From the Turner Classic Movies website, www.tcm.com, this article about the film by Margarita Landazuri: "In the late 1930s, Marlene Dietrich had refused offers from the Third Reich to return to Germany. She despised Hitler and what he was doing to her beloved homeland, and she became an American citizen in 1939. During World War II, she entertained U.S. troops and made anti-Nazi propaganda broadcasts in German.
"After the war, director Billy Wilder decided to make A Foreign Affair (1948), a satiric comedy about the rampant corruption during the Allied occupation of Berlin. A prim Congresswoman (Jean Arthur), part of a committee investigating the morale - and morals - of American occupation troops, falls for an American officer (John Lund). He happens to be involved with a seductive nightclub singer who had been the mistress of a high-ranking Nazi. Wilder knew that Dietrich's unassailable anti-Nazi credentials, and her war record, made her an unlikely, yet ideal, choice to play the chanteuse. But Dietrich, repelled by the idea of playing a Nazi, refused. On the pretext of asking Dietrich's advice on casting the role, Wilder showed her screen tests of two American actresses, and asked what she thought of their accents. Dietrich was appalled, and (as Wilder hoped) told him that nobody but she could play the role. Just before filming began on A Foreign Affair, Marlene Dietrich was awarded the Medal of Freedom, the U.S. government's highest civilian honor, for her wartime service.
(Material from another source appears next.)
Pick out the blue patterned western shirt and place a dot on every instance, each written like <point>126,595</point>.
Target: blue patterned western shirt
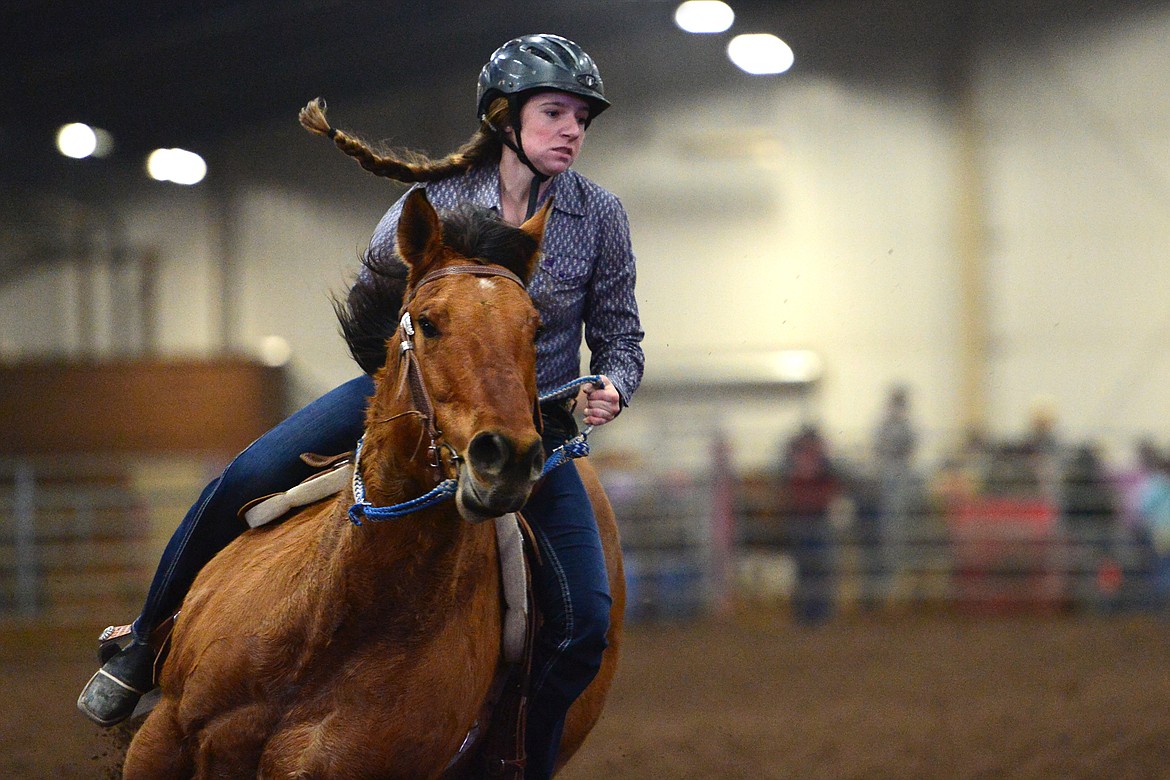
<point>585,278</point>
"Most of the film was shot in Hollywood. But before principal photography
began, Wilder spent time in Berlin shooting background footage of the devastated
city. Cleverly incorporated into the film, the footage added an ironic counterpoint
to the comedy. Dietrich was delighted to be working with Wilder, whom she'd
known in Berlin in the 1920s. But their constant joking and reminiscing in German
annoyed Jean Arthur, who hadn't made a film in several years, and was notoriously
insecure. One night, Arthur showed up at Wilder's house and hysterically accused
him of destroying her close-ups to please Dietrich. Weary of Dietrich's narcissism
and Arthur's paranoia, Wilder complained to John Lund that he had 'one dame
who's afraid to look in the mirror, and another who won't stop.' All that self-absorption
paid off for Dietrich, however. At 46 and about to become a grandmother, she
looked stunning and sang Frederick Hollander's bitter, melancholy songs with
great panache. Hollander, who had written Dietrich's cabaret numbers in The
Blue Angel (1930), and accompanied her in that film, also plays her pianist
in A Foreign Affair.
Probably Dietrich's most controversial film, A Foreign Affair was the
first of Wilder's movies to arouse widespread debate. Some critics thought it
was brilliant and sardonic. Others reacted negatively to a comedy about postwar
profiteering, and were horrified that the filmmakers considered Nazi war crimes
a fit subject for comedy. Wilder was denounced on the floor of Congress. The
army banned A Foreign Affair in occupied Germany but it was finally
shown there in 1977, to great acclaim. Today, the arguments about the film rage
on among film scholars and Billy Wilder aficionados. But about Dietrich's performance,
there has always been unanimity: it is one of her very best."
A FOREIGN AFFAIR was nominated for two Oscars: Best Adapted Screenplay (Charles Brackett, Billy Wilder, Richard L. Breen) and Black & White Cinematography (Charles Lang).